En Suède, les écoles privées sous le feu des critiques


Libé
Lundi 8 Juillet 2013

En Suède, les écoles privées sous le feu des critiques
Accueillie avec prudence par les Suédois, l’ouverture aux acteurs privés de la gestion d’établissements scolaires est sous le coup de nombreuses critiques nourries par les résultats chancelants des élèves dans les évaluations internationales.
Depuis 1992, le royaume scandinave autorise les entreprises à gérer les écoles libres. Ces établissements, sous contrat d’association et financés par l’Etat mais à but lucratif, suivent un programme similaire à celui des écoles publiques.

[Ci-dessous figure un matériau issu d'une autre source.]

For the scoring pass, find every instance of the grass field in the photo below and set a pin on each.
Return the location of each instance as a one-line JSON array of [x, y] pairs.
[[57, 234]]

Ils ont plus de liberté pour développer certaines disciplines, répondre à des préoccupations de groupes religieux ou d’origines nationales divers, suivre des approches pédagogiques différentes, tels Montessori ou Waldorf.
Les défenseurs du système estiment qu’il propose une plus grande diversité de choix aux parents et aux élèves. Pour ses détracteurs, il accentue les disparités et la palette des cours proposée est loin d’être adaptée aux besoins du marché du travail.
En témoigne la popularité des filières coiffures. Avant le lancement des écoles libres, la concurrence était rude pour entrer dans un lycée préparant au diplôme de coiffeur et les élèves trouvaient un emploi à leur sortie. Depuis, chaque ville possède au moins un établissement préparant au diplôme. Résultat, en 2012, 2.700 coiffeurs ont été diplômés pour seulement 700 postes disponibles.
«Bien que nous ayons dit aux écoles qu’il n’y avait pas assez de demande, ils ont augmenté le nombre de leurs étudiants», regrette une représentante syndicale, Linda Palmetzhofer, représentante de Handels, un syndicat des cols bleus, précisant toutefois que la situation s’améliorait depuis deux, trois ans.
En outre, l’enquête internationale PISA (Programme International pour le Suivi des Acquis des élèves), réalisée par l’OCDE (Organisation de coopération et de développement économiques), montre que les résultats des adolescents suédois de 15 ans en compréhension de l’écrit ont chuté de plus de vingt points entre 2000 et 2009.
Assez pour faire porter le chapeau aux écoles libres et enflammer plus d’un dîner en ville. D’autant que des études ont montré que ces écoles emploient, en moyenne, moins de personnel et ont un pourcentage plus élevé de professeurs non diplômés.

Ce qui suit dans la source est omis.